Amanda Donaldson, 35, from Coatbridge in North Lanarkshire, must pay £18,734 back with interest.
The author pursued damages in a civil case at Airdrie Sheriff Court under her married name Joanne Murray.
She said the money would be donated to her charity Lumos.
Donaldson was dismissed from her job in Ms Rowling's Edinburgh office in 2017 over the incident.
Sheriff Derek O'Carroll found Donaldson used a business credit card to purchase goods and withdraw money which were for her own use.
He also found that she used Ms Rowling's business bank accounts to buy foreign currency which she kept for herself.
The amount she has been ordered to repay includes £1,160 for cash withdrawals, £9,832 for point-of-sale purchases and £7,742 on foreign currency.

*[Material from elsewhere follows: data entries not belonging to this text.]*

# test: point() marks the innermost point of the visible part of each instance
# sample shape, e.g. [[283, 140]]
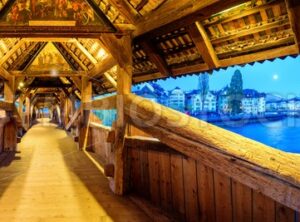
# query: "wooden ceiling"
[[170, 38]]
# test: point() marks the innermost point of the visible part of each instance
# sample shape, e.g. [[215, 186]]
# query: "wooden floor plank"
[[51, 180]]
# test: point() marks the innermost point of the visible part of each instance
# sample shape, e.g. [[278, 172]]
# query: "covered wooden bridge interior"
[[166, 166]]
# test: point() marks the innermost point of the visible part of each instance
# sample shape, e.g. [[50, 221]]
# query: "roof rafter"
[[177, 20], [85, 51], [203, 44], [11, 51], [167, 13], [126, 10], [155, 57], [72, 55]]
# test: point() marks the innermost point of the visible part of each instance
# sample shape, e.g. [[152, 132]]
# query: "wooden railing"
[[197, 171], [205, 173], [99, 141]]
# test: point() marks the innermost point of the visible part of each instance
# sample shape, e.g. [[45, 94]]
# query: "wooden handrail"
[[99, 126], [109, 102], [272, 172]]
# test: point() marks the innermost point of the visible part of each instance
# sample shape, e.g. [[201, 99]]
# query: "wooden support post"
[[10, 130], [121, 50], [293, 8], [27, 120], [21, 105], [86, 99]]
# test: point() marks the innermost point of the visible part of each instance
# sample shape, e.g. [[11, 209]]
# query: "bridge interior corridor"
[[49, 179]]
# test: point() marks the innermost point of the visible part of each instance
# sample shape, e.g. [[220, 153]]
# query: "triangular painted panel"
[[53, 17], [49, 60]]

However the sheriff said there was not enough evidence to prove Donaldson was responsible for a quantity of Harry Potter merchandise going missing.
After the publication of the judgement, a statement issued on behalf of Ms Rowling said she was "pleased" with the ruling.
It added: "From the outset Ms Rowling made it clear that the decision to take this matter to court was a last resort and not for her personal benefit, but rather to protect the reputation of her existing staff, and to make sure Ms Donaldson is not in a position to breach the trust of another employer.
"Terms of the recovery will be decided in due course, and the money owed will be donated to JK Rowling's charity Lumos."
During the court case, Donaldson accepted she had no entitlement to use the business credit card or bank accounts for her own benefit.
However, she denied any form of fraud or dishonesty, contending that every transaction was for the business use or the personal benefit of Ms Rowling, and it was all authorised.
She contended that every foreign currency purchase was authorised and was spent during foreign trips by Ms Rowling, her family and security staff or was retained by the writer or her family with a very limited amount left over.
She denied any responsibility for missing Harry Potter merchandise.
The judgement concluded: "The sheriff accepted the evidence of the pursuer, her husband and her other witnesses as entirely credible and reliable.
"By contrast, the sheriff did not accept the defender's evidence as either credible or reliable. He found that her evidence was a conscious fabrication."